There was a Hagar the Horrible comic strip some years back, in which Dr. Zook writes Hagar a prescription. Hagar is illiterate, so he gives the prescription to his wife. Helga looks at it and says, “I can’t read this!” So they take the prescription to the pharmacist, who looks it over and declares, “I can’t read this!”. The three of them take the prescription back to Dr. Zook. Zook looks at it and admits, “I can’t read this.”
Or, they could just ask health workers to use only block letters in the course of their job. We often have to fill forms with block letters, this is just another situation where it would be useful.
Doctors have a whole lot of writing to do. Maybe a doctor can chime in here and give us an opinion on this. I’m not a nurse (yet, at least! I do clinical trials research), but I know I spend a lot of time deciphering. I can’t imagine this doesn’t come up in fields other than healthcare. Doctors usually can’t take patient notes at a computer, because they move from place to place all the time. However, this is changing, and a lot of charts are going online. Computers are appearing in clinic exam rooms and in inpatient rooms too. Then again, change is slow, and I know some doctors who still write up their notes by hand and keep them all week and then have their notes “transcribed” into the database every so often–by someone else. Yeah, it’s less helpful than just putting them in a paper chart to begin with. No, they don’t care.
Regarding the Hagar the Horrible cartoon: when I was in high school, I worked at a pharmacy, and the pharmacist was always having to call the doctors for clarification. And then you have to get in touch with the doctor him or herself, and we all know how available doctors are. You want to know why it takes forever to fill a prescription? This is the kind of thing pharmacists do all throughout the day.
I apologize for bumping this thread. I’ve been on travel earlier this week and internet access was sporadic. You can read my most recent post on what I was thinking about at the airport.

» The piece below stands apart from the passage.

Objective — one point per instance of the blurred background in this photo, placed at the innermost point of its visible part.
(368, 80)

severus, thanks for the informative response. I wish I could find a handwriting primer that covered the “Bélanger method” (a web search turns up nothing). It would be interesting to see if the style is identical to Palmer or if it contains some deviations.
Be thankful that you weren’t subjected to this institutionized form of punishment.
The reason why I don’t recommend my “hybrid” style is that it is rather eclectic. In my last post, I recommended that handwriting should be practical, namely, speedy and legible. The thing is, I myself don’t write speedily nor legibly. The calligrapher in me likes fancy and attractive writing, which means I rarely practice this hypothetical “fast cursive” style that I’m championing in this thread. The hybrid that I displayed is a non-field-tested version that I came up with. I don’t want to be responsible for Dopers developing RSI based on my hypothetical example ![]()
Another thing is that I have weak writing skills when it comes to writing with a slant–something that school teachers encourage from first grade. A slant is supposed to make it easier to write. My friends don’t have problems writing with a slant, but my writing looks all uneven when I do it. My lettering is usually completely upright; I admit it doesn’t look as pretty as slanted writing.
Phase42, it wasn’t until college that I learned that lettering is an important skill in architectural drafting. My favorite book is Lettering for Architects and Designers, 2nd Edition by Martha Sutherland. Her books covers a style of printing that is more graceful and practical than the “stick and ball” alphabet taught in grade school.
On a tangent here…I had the opportunity to visit the National Archives in Washington, D.C. a few days ago. I saw the Declaration of Independence. The writing on the original has almost faded away, but the reproductions show some of the most beautiful handwriting I’ve ever seen (JPEGs here). Weird, isn’t it, that the printing press was already invented more than 300 years earlier, yet George Washington still answered his letters by hand. (Yes, when the letters got to be too many, he had a secretarial pool–or was it just one poor guy?–handle the load.)